The context for this is #36390 (comment 250204180).
I'm going to add a few indexes to projects
that optimally support the projects API requests. That is mostly driven by the fact that we allow for various order_by
and sort
options:
order_by: Return projects ordered by id, name, path, created_at, updated_at, or last_activity_at fields. Default is created_at sort: Return projects sorted in asc or desc order. Default is desc
See https://docs.gitlab.com/ee/api/projects.html.
In this MR, we concentrate on the created_at
order.
Now, for unauthenticated requests, we always have the visibility_level=20
filter in place to match public projects. We have an existing index on visibility_level, created_at, id
.
Let's look at a query for the first page of GET /api/v4/projects?order_by=created_at&sort=desc
SELECT
"projects".*
FROM
"projects"
WHERE
"projects"."visibility_level" = 20
AND "projects"."pending_delete" = FALSE
ORDER BY
"projects"."created_at" DESC,
"projects"."id" DESC
LIMIT 20 OFFSET 0;
This nicely uses the existing index with a backward scan. Note we order by DESC, DESC
and the existing index is ordered by ASC, ASC
, so this is the exact opposite. This allows for the backwards scan: https://explain.depesz.com/s/760Tc
Let's try this for sort=asc
:
SELECT
"projects".*
FROM
"projects"
WHERE
"projects"."visibility_level" = 20
AND "projects"."pending_delete" = FALSE
ORDER BY
"projects"."created_at" ASC,
"projects"."id" DESC
LIMIT 20 OFFSET 0;
Note that now we order by ASC, DESC
and that is incompatible with any (forward/backward) scan on the index with order asc, asc
. Hence this results in reading all the data from the index and sorting it on the fly: https://explain.depesz.com/s/H1rE
I suspect that this is the primary reason we see these really high response times for some parameter combinations for the project API endpoint.
My aim is to one-by-one create optimal indexes for the sorting options we have. Measure the impact, rinse and repeat.

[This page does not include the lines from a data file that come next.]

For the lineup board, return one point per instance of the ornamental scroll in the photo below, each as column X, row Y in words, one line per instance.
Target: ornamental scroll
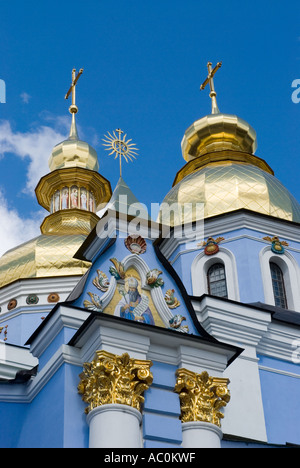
column 201, row 396
column 109, row 378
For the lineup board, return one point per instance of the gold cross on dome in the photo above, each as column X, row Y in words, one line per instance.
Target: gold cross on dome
column 73, row 108
column 209, row 79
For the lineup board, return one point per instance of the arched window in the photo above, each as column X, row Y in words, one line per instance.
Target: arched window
column 278, row 286
column 216, row 280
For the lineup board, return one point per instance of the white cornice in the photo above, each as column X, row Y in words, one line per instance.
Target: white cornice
column 231, row 222
column 247, row 327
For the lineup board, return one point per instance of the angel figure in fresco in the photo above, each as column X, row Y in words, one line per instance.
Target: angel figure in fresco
column 83, row 199
column 56, row 201
column 133, row 305
column 74, row 197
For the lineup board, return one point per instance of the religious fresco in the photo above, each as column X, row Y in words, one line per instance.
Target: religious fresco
column 64, row 198
column 73, row 197
column 83, row 199
column 211, row 245
column 135, row 244
column 129, row 301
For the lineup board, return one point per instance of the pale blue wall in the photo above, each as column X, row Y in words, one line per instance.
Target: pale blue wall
column 246, row 253
column 280, row 394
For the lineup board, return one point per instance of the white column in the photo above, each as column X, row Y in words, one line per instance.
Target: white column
column 114, row 426
column 198, row 434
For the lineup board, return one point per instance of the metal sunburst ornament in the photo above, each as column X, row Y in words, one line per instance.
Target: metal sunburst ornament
column 118, row 145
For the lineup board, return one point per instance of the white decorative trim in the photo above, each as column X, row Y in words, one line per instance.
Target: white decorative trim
column 136, row 262
column 202, row 263
column 290, row 271
column 14, row 359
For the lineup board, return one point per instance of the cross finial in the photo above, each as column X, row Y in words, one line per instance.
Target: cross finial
column 210, row 80
column 73, row 108
column 120, row 146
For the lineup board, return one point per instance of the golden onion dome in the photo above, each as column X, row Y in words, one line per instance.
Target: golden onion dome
column 44, row 256
column 222, row 175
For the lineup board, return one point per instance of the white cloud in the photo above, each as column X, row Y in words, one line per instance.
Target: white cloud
column 36, row 145
column 15, row 230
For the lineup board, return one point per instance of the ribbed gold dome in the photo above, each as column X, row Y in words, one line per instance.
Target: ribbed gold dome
column 44, row 256
column 73, row 152
column 222, row 175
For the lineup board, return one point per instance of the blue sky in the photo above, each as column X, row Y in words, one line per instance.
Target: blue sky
column 143, row 64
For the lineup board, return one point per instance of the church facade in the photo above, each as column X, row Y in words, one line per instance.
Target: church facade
column 117, row 331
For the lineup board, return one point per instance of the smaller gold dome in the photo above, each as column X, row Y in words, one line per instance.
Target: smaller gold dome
column 44, row 256
column 73, row 153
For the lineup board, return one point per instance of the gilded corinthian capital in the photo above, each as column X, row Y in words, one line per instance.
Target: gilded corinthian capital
column 109, row 378
column 201, row 396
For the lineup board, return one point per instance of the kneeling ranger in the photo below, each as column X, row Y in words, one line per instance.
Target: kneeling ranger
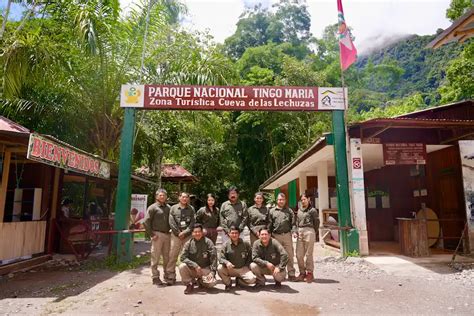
column 199, row 261
column 235, row 259
column 269, row 258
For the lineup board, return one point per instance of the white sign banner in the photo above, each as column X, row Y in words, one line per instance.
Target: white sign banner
column 138, row 210
column 332, row 98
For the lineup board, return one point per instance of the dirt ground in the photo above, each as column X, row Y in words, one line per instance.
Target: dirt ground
column 351, row 286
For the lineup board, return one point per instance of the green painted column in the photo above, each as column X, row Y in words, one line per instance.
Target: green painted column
column 292, row 198
column 124, row 187
column 277, row 191
column 349, row 239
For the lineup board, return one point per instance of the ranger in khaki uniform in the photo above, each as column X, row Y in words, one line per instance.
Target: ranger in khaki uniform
column 307, row 221
column 233, row 213
column 235, row 259
column 269, row 258
column 181, row 222
column 199, row 261
column 258, row 217
column 282, row 226
column 158, row 228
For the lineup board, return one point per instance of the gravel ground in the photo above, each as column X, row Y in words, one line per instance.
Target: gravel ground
column 351, row 286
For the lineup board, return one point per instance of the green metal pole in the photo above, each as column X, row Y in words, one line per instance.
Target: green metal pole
column 349, row 240
column 124, row 187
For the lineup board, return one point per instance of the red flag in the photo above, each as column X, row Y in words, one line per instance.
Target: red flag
column 347, row 50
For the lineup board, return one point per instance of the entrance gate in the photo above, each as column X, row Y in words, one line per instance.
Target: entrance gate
column 232, row 98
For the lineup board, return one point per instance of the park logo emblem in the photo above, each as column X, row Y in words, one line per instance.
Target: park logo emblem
column 132, row 96
column 332, row 98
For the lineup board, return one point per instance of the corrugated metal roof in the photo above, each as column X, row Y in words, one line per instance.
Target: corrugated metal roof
column 7, row 125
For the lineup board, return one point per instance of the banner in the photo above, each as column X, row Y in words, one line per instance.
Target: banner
column 404, row 154
column 183, row 97
column 66, row 157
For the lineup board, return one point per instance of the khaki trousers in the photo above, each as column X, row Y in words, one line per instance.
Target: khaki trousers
column 261, row 272
column 287, row 242
column 175, row 249
column 246, row 276
column 188, row 274
column 304, row 247
column 160, row 248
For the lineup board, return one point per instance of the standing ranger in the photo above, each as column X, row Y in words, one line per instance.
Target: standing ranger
column 233, row 213
column 307, row 221
column 198, row 261
column 235, row 259
column 282, row 227
column 269, row 258
column 258, row 216
column 158, row 228
column 208, row 217
column 181, row 222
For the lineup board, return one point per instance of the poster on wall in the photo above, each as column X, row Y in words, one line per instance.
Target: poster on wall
column 466, row 150
column 137, row 210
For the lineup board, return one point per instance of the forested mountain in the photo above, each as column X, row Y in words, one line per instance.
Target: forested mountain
column 422, row 69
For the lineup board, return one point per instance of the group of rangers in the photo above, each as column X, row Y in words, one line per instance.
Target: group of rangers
column 179, row 231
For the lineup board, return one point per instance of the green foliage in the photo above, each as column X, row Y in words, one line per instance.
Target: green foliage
column 458, row 8
column 288, row 23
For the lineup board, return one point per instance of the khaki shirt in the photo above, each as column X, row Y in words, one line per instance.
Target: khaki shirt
column 273, row 253
column 307, row 218
column 181, row 219
column 258, row 218
column 233, row 215
column 200, row 253
column 282, row 220
column 239, row 255
column 157, row 218
column 207, row 219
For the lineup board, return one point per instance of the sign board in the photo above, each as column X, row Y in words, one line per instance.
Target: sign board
column 138, row 209
column 404, row 154
column 232, row 98
column 66, row 157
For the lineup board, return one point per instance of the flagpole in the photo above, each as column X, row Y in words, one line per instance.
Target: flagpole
column 348, row 238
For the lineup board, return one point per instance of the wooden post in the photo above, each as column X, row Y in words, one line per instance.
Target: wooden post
column 54, row 210
column 4, row 186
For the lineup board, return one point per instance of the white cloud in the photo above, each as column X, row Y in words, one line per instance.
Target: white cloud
column 369, row 18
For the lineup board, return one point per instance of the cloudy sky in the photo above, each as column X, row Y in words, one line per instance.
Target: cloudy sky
column 372, row 21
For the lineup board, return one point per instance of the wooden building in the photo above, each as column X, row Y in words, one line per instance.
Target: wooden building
column 418, row 165
column 37, row 172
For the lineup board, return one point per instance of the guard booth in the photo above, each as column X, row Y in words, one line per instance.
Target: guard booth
column 35, row 170
column 412, row 181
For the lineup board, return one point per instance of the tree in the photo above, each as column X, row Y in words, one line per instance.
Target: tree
column 459, row 84
column 289, row 22
column 458, row 8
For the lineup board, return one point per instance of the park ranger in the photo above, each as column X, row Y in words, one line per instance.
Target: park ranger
column 158, row 228
column 269, row 258
column 198, row 261
column 235, row 259
column 258, row 217
column 181, row 222
column 233, row 212
column 307, row 221
column 282, row 227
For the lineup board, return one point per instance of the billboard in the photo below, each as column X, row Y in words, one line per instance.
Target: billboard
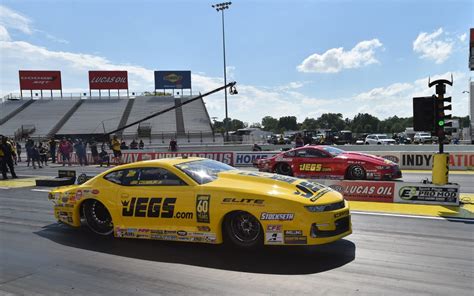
column 471, row 50
column 108, row 80
column 39, row 80
column 172, row 79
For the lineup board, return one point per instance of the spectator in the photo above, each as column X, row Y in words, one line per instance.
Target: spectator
column 35, row 156
column 134, row 144
column 299, row 142
column 7, row 153
column 52, row 149
column 173, row 145
column 104, row 156
column 43, row 154
column 29, row 150
column 80, row 148
column 115, row 144
column 65, row 148
column 18, row 152
column 94, row 151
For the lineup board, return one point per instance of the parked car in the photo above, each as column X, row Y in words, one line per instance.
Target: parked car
column 379, row 139
column 422, row 138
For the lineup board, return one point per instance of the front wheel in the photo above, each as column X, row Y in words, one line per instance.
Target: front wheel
column 243, row 230
column 356, row 172
column 284, row 169
column 97, row 217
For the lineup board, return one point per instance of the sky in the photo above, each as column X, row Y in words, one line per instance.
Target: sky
column 289, row 58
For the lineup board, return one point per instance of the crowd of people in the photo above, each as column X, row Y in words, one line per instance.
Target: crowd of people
column 39, row 153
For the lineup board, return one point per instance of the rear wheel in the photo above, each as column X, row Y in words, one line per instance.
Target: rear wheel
column 97, row 217
column 243, row 230
column 356, row 172
column 284, row 169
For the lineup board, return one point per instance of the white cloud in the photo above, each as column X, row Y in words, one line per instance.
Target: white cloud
column 4, row 36
column 336, row 59
column 435, row 46
column 14, row 20
column 397, row 98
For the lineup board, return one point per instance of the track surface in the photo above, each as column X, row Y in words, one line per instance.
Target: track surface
column 385, row 255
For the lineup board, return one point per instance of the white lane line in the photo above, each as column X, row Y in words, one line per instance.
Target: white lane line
column 413, row 216
column 41, row 190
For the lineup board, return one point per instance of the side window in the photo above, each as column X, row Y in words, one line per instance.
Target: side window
column 115, row 177
column 301, row 153
column 156, row 177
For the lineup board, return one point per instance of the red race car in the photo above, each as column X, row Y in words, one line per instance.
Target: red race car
column 329, row 162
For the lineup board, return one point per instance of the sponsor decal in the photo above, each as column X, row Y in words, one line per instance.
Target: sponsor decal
column 155, row 207
column 204, row 228
column 274, row 228
column 243, row 201
column 341, row 214
column 296, row 240
column 203, row 208
column 313, row 167
column 366, row 191
column 277, row 216
column 420, row 193
column 274, row 237
column 293, row 232
column 311, row 190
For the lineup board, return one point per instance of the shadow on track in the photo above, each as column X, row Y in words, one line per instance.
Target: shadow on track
column 290, row 260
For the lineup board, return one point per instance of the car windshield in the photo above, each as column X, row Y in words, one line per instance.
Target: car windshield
column 333, row 151
column 203, row 171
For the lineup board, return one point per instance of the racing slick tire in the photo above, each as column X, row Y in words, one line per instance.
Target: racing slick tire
column 97, row 217
column 356, row 172
column 243, row 230
column 283, row 169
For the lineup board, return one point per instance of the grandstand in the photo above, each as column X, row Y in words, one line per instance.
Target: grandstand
column 79, row 117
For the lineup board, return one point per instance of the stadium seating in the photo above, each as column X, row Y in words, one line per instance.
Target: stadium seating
column 42, row 114
column 91, row 114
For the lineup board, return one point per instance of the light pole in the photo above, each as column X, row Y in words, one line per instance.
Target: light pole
column 221, row 7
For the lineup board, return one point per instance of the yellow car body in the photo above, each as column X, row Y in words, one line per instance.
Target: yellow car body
column 161, row 199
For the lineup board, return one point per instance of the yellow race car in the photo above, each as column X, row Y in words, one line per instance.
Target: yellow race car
column 202, row 200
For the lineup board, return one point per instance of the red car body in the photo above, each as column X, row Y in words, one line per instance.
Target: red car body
column 329, row 162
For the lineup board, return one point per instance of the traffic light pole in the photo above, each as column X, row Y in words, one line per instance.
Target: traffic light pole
column 440, row 171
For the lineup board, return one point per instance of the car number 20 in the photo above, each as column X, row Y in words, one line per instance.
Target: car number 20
column 202, row 208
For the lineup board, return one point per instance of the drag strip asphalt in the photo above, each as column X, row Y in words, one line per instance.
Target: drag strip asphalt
column 387, row 255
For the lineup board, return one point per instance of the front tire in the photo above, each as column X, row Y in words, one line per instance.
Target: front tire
column 356, row 172
column 284, row 169
column 97, row 217
column 243, row 230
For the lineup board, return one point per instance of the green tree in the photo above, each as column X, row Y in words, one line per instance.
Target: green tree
column 270, row 124
column 332, row 121
column 309, row 124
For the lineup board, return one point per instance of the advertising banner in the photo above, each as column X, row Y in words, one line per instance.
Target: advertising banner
column 108, row 80
column 128, row 157
column 377, row 191
column 172, row 79
column 38, row 80
column 248, row 158
column 427, row 193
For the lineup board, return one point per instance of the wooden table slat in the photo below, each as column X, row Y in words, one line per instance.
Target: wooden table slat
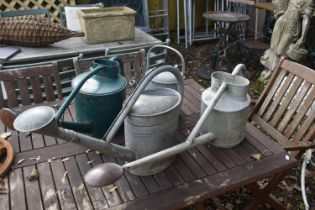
column 77, row 184
column 96, row 195
column 47, row 186
column 32, row 190
column 17, row 191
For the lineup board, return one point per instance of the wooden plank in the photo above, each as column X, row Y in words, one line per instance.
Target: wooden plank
column 25, row 141
column 174, row 176
column 286, row 101
column 47, row 188
column 4, row 197
column 57, row 151
column 113, row 198
column 293, row 106
column 135, row 183
column 279, row 95
column 62, row 184
column 37, row 140
column 183, row 170
column 13, row 139
column 163, row 180
column 48, row 88
column 214, row 185
column 297, row 119
column 32, row 190
column 36, row 90
column 77, row 184
column 11, row 94
column 25, row 96
column 96, row 195
column 150, row 184
column 266, row 97
column 17, row 190
column 211, row 158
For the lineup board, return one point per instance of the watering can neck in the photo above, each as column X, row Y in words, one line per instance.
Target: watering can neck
column 237, row 86
column 110, row 68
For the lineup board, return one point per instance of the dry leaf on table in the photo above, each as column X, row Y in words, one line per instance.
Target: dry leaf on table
column 37, row 158
column 51, row 159
column 5, row 135
column 20, row 161
column 89, row 162
column 3, row 188
column 64, row 177
column 34, row 175
column 113, row 189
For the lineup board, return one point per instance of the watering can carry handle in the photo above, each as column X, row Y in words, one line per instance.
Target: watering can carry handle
column 169, row 48
column 75, row 91
column 137, row 92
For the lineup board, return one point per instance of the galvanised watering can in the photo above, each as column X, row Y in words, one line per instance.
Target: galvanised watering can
column 228, row 119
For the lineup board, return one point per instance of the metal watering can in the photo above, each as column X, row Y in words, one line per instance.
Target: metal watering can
column 165, row 79
column 228, row 119
column 107, row 173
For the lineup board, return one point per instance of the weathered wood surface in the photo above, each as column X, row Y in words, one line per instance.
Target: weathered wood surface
column 196, row 174
column 286, row 108
column 74, row 46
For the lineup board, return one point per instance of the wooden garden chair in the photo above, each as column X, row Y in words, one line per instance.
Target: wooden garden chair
column 25, row 86
column 286, row 107
column 134, row 66
column 286, row 110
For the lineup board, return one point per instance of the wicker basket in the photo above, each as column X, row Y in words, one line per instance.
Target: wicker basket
column 32, row 31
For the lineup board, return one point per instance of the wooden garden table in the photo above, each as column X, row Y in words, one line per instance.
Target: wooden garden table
column 72, row 47
column 197, row 174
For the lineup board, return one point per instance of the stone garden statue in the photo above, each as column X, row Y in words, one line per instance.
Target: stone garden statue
column 289, row 33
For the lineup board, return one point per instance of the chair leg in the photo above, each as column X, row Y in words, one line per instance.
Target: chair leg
column 262, row 195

The alternative option is to adjust the tie breaker in https://gitlab.com/gitlab-org/gitlab/blob/ab/projects-api-created-at-indexes/lib/api/helpers.rb#L317 to match the sort-order of the actual order_by
field. In this case, we would only need one index in asc, asc
order and we would be able to scan it backwards in desc, desc
order.
The issue for the alternative solution is #195881 (closed). I would still like to go forward with this MR, as this is a low hanging fruit anyways. If we decide to change the tie breaker order, we can simply drop one of the indexes created here.